I am supposed to attend the fourth birthday party of my nephew Chris this evening. Chris is an interesting little boy; he has a fascination with superheroes, and can recite the names of the major players as well as their alter egos upon request. He also spouts out the funniest lines without even thinking about it. He's unique; when you are the only grandchild/great-grandchild you get a different kind of attention than when you are fourth or fifth in line. Even though I don't get to see him much, I love him.

I am jealous of Chris. I am jealous that he can tell his mother that he loves her; I am jealous that he knows what the letter P is; I am jealous that his four-year-old vocabulary is more now than my son's may be over his entire life. I am jealous that when Chris has to take a crap, my niece just tells him where the bathroom is and reminds him to shut the door. When Matthew has to take a crap, he just goes where he stands. To have to change the messy diaper of a nine-year-old is not cute, it's not pretty, it stinks and it is depressing.
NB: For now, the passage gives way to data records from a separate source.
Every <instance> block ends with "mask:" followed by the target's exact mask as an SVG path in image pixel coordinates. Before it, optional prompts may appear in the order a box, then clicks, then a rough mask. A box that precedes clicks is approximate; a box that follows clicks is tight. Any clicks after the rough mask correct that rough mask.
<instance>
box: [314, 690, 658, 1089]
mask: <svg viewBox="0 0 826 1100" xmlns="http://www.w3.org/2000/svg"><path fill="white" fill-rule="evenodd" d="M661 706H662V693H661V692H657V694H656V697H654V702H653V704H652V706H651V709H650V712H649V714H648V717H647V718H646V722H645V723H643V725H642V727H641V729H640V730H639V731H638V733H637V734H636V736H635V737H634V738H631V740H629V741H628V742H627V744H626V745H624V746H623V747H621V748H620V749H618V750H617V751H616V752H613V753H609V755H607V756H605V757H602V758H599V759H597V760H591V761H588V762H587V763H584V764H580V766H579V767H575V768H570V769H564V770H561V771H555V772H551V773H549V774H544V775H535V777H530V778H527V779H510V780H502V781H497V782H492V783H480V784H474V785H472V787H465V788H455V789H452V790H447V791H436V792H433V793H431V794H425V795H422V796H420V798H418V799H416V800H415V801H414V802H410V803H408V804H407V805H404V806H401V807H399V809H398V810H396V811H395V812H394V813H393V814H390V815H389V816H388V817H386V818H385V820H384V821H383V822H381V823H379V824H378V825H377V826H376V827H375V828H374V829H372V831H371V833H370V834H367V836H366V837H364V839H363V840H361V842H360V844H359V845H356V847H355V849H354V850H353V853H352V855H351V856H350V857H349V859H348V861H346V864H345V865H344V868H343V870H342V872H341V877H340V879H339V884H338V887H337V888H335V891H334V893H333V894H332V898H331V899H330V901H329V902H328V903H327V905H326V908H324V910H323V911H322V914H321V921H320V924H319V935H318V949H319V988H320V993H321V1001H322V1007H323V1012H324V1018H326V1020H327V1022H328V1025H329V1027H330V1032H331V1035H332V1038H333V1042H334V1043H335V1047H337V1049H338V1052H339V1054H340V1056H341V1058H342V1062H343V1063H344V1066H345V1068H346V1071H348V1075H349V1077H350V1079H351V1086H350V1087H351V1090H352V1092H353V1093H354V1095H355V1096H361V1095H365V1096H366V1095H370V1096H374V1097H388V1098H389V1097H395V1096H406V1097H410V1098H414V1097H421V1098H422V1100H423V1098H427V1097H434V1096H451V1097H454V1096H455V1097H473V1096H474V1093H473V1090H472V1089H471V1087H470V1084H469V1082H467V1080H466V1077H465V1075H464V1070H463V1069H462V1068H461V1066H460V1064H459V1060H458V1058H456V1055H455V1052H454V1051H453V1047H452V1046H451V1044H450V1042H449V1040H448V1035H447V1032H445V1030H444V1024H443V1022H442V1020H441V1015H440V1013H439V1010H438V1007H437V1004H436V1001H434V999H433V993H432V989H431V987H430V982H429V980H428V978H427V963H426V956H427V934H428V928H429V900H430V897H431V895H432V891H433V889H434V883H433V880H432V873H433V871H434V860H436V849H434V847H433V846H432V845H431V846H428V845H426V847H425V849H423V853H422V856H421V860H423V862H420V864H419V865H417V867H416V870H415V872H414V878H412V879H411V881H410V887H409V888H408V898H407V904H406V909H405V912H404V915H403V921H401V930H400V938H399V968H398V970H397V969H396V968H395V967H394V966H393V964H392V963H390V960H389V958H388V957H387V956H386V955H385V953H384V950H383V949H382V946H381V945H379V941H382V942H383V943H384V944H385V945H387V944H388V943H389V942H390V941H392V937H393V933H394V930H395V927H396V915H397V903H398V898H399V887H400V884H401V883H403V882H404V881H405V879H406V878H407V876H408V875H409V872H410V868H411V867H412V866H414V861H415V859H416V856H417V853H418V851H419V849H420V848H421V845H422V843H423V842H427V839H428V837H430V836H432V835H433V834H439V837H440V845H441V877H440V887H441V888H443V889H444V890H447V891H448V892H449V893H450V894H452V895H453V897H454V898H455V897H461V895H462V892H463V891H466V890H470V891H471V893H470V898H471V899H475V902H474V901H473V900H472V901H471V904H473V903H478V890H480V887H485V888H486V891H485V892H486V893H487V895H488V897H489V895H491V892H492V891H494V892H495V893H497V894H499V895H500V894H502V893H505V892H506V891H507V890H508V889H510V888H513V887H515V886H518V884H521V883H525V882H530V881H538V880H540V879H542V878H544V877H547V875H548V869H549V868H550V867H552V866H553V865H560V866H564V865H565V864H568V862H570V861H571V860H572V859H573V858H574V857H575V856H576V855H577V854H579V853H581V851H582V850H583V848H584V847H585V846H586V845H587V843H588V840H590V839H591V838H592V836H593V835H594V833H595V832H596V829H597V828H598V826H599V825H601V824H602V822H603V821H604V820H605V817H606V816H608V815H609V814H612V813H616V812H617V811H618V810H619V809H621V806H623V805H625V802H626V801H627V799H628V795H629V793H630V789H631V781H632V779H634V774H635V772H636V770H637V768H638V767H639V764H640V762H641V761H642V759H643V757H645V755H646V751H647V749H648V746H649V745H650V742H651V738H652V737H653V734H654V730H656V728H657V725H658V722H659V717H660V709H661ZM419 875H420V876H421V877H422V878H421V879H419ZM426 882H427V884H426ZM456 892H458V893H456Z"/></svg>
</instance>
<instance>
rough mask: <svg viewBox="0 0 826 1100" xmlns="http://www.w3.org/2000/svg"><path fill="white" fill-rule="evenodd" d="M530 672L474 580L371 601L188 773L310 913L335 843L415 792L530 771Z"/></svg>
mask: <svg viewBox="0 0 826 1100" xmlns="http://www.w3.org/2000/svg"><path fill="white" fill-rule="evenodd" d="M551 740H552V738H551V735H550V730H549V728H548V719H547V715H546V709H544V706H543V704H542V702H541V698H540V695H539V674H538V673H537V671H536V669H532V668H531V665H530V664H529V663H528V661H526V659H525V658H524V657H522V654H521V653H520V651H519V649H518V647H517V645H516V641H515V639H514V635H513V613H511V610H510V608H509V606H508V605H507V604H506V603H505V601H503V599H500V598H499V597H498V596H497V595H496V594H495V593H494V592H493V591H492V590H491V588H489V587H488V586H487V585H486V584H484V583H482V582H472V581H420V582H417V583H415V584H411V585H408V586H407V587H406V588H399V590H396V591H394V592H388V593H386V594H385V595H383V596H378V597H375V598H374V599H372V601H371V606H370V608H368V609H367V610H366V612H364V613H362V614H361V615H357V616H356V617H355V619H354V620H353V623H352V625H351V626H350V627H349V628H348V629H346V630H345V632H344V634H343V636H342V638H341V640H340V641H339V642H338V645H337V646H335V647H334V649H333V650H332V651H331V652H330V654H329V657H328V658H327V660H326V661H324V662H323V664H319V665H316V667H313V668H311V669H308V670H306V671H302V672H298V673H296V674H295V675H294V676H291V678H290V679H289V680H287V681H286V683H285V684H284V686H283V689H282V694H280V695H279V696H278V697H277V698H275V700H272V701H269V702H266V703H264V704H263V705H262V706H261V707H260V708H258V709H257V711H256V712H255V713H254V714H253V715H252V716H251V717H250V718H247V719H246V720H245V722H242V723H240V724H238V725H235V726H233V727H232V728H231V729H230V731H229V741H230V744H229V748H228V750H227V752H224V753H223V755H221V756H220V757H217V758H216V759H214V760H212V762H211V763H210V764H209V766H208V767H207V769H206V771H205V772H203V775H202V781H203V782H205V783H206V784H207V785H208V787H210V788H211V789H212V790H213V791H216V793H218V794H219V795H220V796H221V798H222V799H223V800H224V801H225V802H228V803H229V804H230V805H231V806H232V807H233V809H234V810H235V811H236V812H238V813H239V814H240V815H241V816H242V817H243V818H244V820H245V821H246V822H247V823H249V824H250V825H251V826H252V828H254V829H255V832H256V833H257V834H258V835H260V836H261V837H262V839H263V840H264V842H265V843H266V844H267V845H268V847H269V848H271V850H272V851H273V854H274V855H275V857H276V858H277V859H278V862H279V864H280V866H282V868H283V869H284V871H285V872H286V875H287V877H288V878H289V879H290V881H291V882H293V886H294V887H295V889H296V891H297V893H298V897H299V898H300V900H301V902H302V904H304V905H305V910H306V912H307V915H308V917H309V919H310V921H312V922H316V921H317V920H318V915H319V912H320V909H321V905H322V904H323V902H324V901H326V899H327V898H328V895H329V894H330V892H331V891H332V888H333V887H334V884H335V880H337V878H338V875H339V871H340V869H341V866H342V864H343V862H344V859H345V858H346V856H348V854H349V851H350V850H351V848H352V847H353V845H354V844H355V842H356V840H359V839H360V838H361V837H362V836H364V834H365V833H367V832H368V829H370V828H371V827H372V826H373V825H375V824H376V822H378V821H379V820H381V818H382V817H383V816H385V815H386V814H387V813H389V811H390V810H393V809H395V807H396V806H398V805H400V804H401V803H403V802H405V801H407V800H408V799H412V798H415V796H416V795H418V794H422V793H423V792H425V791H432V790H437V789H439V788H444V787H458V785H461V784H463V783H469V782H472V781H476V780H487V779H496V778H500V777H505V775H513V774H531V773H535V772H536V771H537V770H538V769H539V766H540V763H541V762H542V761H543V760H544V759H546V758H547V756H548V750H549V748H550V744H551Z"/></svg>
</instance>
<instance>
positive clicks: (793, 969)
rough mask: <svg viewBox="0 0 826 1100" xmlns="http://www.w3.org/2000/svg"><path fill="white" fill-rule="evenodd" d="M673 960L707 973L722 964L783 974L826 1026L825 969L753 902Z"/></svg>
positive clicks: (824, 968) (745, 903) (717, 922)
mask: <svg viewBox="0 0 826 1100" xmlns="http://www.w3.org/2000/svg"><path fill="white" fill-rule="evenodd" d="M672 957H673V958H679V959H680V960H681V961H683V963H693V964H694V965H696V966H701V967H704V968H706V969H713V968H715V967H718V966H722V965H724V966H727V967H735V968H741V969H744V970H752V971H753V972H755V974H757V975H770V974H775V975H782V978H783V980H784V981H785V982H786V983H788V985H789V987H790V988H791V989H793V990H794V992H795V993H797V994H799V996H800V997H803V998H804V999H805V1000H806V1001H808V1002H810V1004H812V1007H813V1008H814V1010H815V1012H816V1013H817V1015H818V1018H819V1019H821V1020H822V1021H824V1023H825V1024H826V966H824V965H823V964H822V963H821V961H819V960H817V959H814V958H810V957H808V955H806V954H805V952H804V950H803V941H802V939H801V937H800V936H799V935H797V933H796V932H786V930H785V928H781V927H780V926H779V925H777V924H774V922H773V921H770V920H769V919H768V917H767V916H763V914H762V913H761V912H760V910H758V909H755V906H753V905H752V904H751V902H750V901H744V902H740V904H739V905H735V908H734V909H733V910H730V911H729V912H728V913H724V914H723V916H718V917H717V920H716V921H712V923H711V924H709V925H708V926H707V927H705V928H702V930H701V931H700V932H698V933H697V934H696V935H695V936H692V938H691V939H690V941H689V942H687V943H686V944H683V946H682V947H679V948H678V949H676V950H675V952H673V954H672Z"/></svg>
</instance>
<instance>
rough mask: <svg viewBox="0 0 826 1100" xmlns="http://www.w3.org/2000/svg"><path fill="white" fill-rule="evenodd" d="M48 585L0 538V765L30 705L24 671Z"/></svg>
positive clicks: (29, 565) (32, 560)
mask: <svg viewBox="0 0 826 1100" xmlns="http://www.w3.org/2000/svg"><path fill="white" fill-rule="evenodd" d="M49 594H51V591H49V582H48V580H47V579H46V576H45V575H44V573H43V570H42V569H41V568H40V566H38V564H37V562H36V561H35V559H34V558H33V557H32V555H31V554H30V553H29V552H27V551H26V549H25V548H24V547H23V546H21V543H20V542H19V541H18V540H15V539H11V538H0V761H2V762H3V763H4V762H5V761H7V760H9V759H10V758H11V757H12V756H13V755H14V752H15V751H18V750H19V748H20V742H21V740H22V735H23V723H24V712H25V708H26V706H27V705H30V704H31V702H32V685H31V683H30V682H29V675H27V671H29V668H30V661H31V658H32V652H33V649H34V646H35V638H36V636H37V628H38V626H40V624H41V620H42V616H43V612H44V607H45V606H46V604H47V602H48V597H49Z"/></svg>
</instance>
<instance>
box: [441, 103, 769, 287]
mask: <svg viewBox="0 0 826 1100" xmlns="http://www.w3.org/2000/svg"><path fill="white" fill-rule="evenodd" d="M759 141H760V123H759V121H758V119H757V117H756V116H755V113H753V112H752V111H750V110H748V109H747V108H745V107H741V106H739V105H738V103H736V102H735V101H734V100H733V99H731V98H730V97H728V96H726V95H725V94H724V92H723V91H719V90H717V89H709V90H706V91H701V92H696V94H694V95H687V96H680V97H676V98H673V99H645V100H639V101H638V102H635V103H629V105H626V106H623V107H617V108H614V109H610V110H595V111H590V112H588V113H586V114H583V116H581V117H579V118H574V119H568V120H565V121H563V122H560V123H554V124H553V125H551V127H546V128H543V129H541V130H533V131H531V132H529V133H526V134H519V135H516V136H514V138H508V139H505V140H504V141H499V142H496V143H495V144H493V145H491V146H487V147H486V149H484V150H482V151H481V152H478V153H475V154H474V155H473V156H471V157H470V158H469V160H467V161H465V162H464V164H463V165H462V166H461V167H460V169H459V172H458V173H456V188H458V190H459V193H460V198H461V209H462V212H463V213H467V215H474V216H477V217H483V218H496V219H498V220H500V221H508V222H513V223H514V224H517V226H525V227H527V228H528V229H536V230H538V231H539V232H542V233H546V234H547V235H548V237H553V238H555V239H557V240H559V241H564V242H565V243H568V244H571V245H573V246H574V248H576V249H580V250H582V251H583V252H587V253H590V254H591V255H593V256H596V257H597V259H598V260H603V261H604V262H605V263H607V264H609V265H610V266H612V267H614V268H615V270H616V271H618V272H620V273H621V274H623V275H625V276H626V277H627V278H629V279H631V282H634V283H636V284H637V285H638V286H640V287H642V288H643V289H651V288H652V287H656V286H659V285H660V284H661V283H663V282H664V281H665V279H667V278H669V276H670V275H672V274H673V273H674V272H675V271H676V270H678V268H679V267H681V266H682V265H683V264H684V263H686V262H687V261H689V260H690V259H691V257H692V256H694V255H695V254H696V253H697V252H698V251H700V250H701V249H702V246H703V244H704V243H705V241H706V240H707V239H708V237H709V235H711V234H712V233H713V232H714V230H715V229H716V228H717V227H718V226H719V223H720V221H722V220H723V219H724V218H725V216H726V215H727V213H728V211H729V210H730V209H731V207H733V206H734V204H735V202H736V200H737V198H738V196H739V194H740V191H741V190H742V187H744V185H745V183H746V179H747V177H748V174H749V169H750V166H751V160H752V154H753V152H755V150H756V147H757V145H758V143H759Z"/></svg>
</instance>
I think I talked about diaper-changing already. Well, the damn things don't change themselves.

This isn't how it was supposed to be. I was supposed to be married at 24, to a woman I grew up knowing; by now we would have had at least four children, ages 18, 16, 14, 12. I would be teaching my sons how to bunt; I would be watching my daughter sink the jump shot to win the game. I would be convincing my daughter once again that her value is not in what a guy thinks of her body; her value is inherent. She is valuable because she is. I would be telling my son that to be a man means having "the will to give and not receive/ the strength to say what you believe/ the heart to feel what others feel inside/ to see what they can see" (Boston, "To Be A Man") Nightly dinner conversations would turn to politics and the world situation. I would marvel at how my children had taken the drivel I instilled in them, synthesized it with opinions both left and right, and developed their own view of the world. I would be shedding manifold tears as I drop the suitcases on the unmade bed and leave my daughter at college, hugging my little girl and leaving a young woman behind.

Sometimes life is what happens to you while you're busy making other plans.

I have to go.

Day number 1,975 with autism has just begun.